The problem is that no one could prove it. Didn't TiVo do something like that? I could take the whole Linux Kernel, re-order the lines, possibly rewrite small portions of it, then just call it mine. Shibblet OS is now on the market, people buy it, and then after the damage is done, someone who enforces the GPL (who are they anyway?) can sue me in court. At which time they would have to PROVE that I didn't write the original source. Reasonable doubts kick in after I explain why I wrote the code the way I did, but really I just reordered the lines.

It's an extreme situation, I know, but it can be done. And I think a lot of major companies do similar things. Wasn't there a big anti-trust issue with Microsoft a long time ago? They were sued for being, and probably still are, code stealers.


As for GPL v2 and GPLv3, the v3 gives less freedom to the end user by limiting there data choice. For example, under GPL v2, it is fine for me to send out a movie player with the source code (which you are free to modify, as long as you sell/offer those modified versions, you offer the source code) but how you use that movie player is up to the end user. V3 disallows the use of the code if you are using some types of data.

It's the same thing as a car alarm. It doesn't stop a thief, but it does keep honest people honest.

lisati
July 11th, 2009, 08:22 PM
Discrimination ? Where ? If source code is available for both platforms, who cares ?

Many of the people I know (mostly Windows users) would switch into a "WTF" mode if they were expected to compile stuff....

Shibblet
July 16th, 2009, 12:43 AM
Many Windows users that I know, aren't using Open Source, but still get their software for free... if you get what I am saying.

You get a bit distraught when you buy an expensive piece of software, like Photoshop, and your friend looks at you and says, "Dude, I just got whole Adobe Design Suite on LimeWire."

Tibuda
July 16th, 2009, 01:11 AM
Many Windows users that I know, aren't using Open Source, but still get their software for free... if you get what I am saying.

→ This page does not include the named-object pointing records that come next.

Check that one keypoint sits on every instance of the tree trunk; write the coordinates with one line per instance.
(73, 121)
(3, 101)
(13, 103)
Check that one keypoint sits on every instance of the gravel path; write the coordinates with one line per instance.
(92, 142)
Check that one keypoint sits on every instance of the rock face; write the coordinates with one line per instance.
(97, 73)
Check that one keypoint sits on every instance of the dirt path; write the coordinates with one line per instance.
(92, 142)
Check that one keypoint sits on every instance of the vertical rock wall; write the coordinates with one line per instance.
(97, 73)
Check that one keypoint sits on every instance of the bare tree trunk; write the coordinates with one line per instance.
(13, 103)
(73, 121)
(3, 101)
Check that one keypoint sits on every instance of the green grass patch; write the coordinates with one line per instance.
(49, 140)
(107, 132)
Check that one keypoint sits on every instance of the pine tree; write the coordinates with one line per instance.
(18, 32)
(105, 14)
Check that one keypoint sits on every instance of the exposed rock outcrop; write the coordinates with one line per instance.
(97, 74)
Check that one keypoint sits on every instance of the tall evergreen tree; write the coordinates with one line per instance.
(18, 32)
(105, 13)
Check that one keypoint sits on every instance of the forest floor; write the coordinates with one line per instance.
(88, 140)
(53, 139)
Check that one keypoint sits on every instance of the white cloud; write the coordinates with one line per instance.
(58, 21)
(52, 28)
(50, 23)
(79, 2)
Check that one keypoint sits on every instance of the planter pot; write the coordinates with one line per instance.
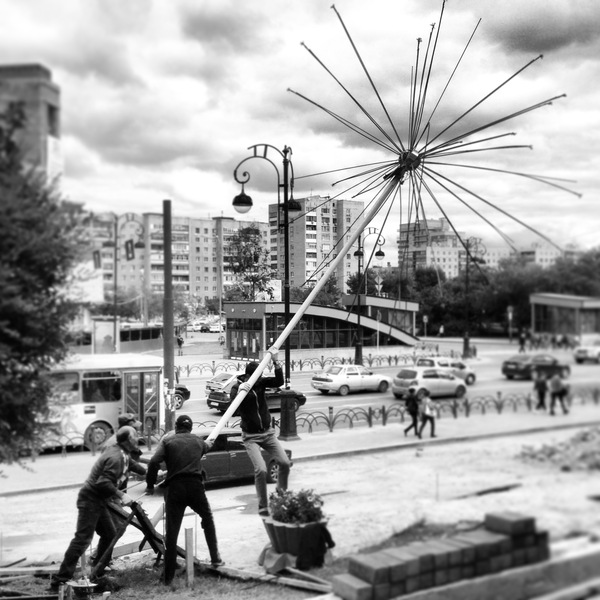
(289, 537)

You get a bit distraught when you buy an expensive piece of software, like Photoshop, and your friend looks at you and says, "Dude, I just got whole Adobe Design Suite on LimeWire."

If you try to introduce this friend to Ubuntu, he'll think that Synaptic is the same as LimeWire. :)

Shibblet
July 16th, 2009, 01:18 AM
If you try to introduce this friend to Ubuntu, he'll think that Synaptic is the same as LimeWire. :)

LOL... if you find the Adobe Design Suite in a Ubuntu Repository... ;)

Tibuda
July 16th, 2009, 01:25 AM
LOL... if you find the Adobe Design Suite in a Ubuntu Repository... ;)
I mean he would think that the stuff you get from Synaptic is pirated software.

Shibblet
July 16th, 2009, 01:26 AM
I mean he would think that the stuff you get from Synaptic is pirated software.

I gotcha... I just thought the Adobe thing was funny.

Adobe seems to be a big reason why people still use Windows. And I guarantee you a majority of the people out there who use Adobe products, didn't get it legitimately.

Tibuda
July 16th, 2009, 01:29 AM
I gotcha... I just thought the Adobe thing was funny.

Adobe seems to be a big reason why people still use Windows. And I guarantee you a majority of the people out there who use Adobe products, didn't get it legitimately.

Not only Adobe. MS Office, games... everything!